A protein–sugar molecule, CD99, occurs more frequently than normal on stem cells responsible for blood cancers, including acute myeloid leukemia (AML) and the related myelodysplastic syndromes (MDS). This is the finding of a study led by researchers from NYU Langone Medical Center and Memorial Sloan Kettering Cancer Center, and published online January 25 in the journal Science Translational Medicine.

Building on this discovery, the study authors designed an antibody that recognizes and destroys CD99–covered leukemia cells while sparing normal blood stem cells, a finding confirmed by experiments in human cells and in mice with AML cells. Antibodies are immune system proteins that stick to a specific target, like a protein on the surface of invading bacterium. In recent years, researchers have become capable of engineering antibodies so that they target disease–related molecules.

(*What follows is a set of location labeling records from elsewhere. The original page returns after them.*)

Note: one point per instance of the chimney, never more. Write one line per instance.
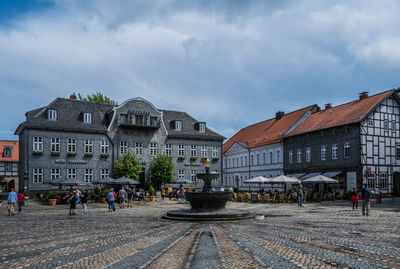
(279, 115)
(363, 95)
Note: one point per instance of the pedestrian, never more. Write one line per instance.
(366, 197)
(354, 198)
(122, 196)
(378, 194)
(21, 198)
(111, 199)
(300, 193)
(12, 200)
(85, 197)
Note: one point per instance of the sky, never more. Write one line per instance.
(229, 63)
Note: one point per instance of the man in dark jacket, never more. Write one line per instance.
(366, 197)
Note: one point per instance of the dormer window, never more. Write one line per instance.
(87, 117)
(52, 114)
(202, 127)
(178, 125)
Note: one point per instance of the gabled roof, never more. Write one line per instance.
(14, 153)
(344, 114)
(188, 130)
(267, 132)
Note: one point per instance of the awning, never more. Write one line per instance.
(332, 174)
(309, 175)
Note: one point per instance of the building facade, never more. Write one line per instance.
(80, 139)
(9, 157)
(257, 149)
(357, 142)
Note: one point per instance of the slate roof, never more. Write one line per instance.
(69, 113)
(188, 130)
(15, 151)
(266, 132)
(344, 114)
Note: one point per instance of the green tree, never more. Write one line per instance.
(127, 167)
(161, 170)
(96, 97)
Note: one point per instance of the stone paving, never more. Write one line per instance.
(323, 235)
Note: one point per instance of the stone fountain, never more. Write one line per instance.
(207, 205)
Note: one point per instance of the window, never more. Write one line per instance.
(334, 152)
(168, 149)
(104, 147)
(55, 144)
(181, 150)
(153, 149)
(323, 153)
(298, 155)
(52, 114)
(88, 175)
(138, 148)
(193, 151)
(178, 125)
(215, 152)
(37, 143)
(88, 146)
(37, 175)
(55, 173)
(383, 184)
(347, 150)
(308, 155)
(105, 173)
(193, 175)
(123, 147)
(71, 173)
(87, 117)
(204, 152)
(71, 145)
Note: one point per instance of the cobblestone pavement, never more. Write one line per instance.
(324, 235)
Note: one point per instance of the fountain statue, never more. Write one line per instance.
(207, 205)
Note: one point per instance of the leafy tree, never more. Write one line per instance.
(96, 97)
(127, 167)
(161, 170)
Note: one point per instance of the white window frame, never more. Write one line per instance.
(37, 143)
(37, 176)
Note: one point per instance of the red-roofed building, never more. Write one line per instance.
(9, 157)
(357, 142)
(257, 149)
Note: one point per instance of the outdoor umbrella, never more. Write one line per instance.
(125, 181)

“Our findings not only identify a new molecule expressed on stem cells that drive these human malignancies, but we show that antibodies against this target can directly kill human AML stem cells,” says corresponding study author Christopher Y. Park, MD, PhD, associate professor in the Department of Pathology at NYU Langone and its Perlmutter Cancer Center.

“While we still have important details to work out, CD99 is likely to be an exploitable therapeutic target for most AML and MDS patients, and we are working urgently to finalize a therapy for human testing,” says Park.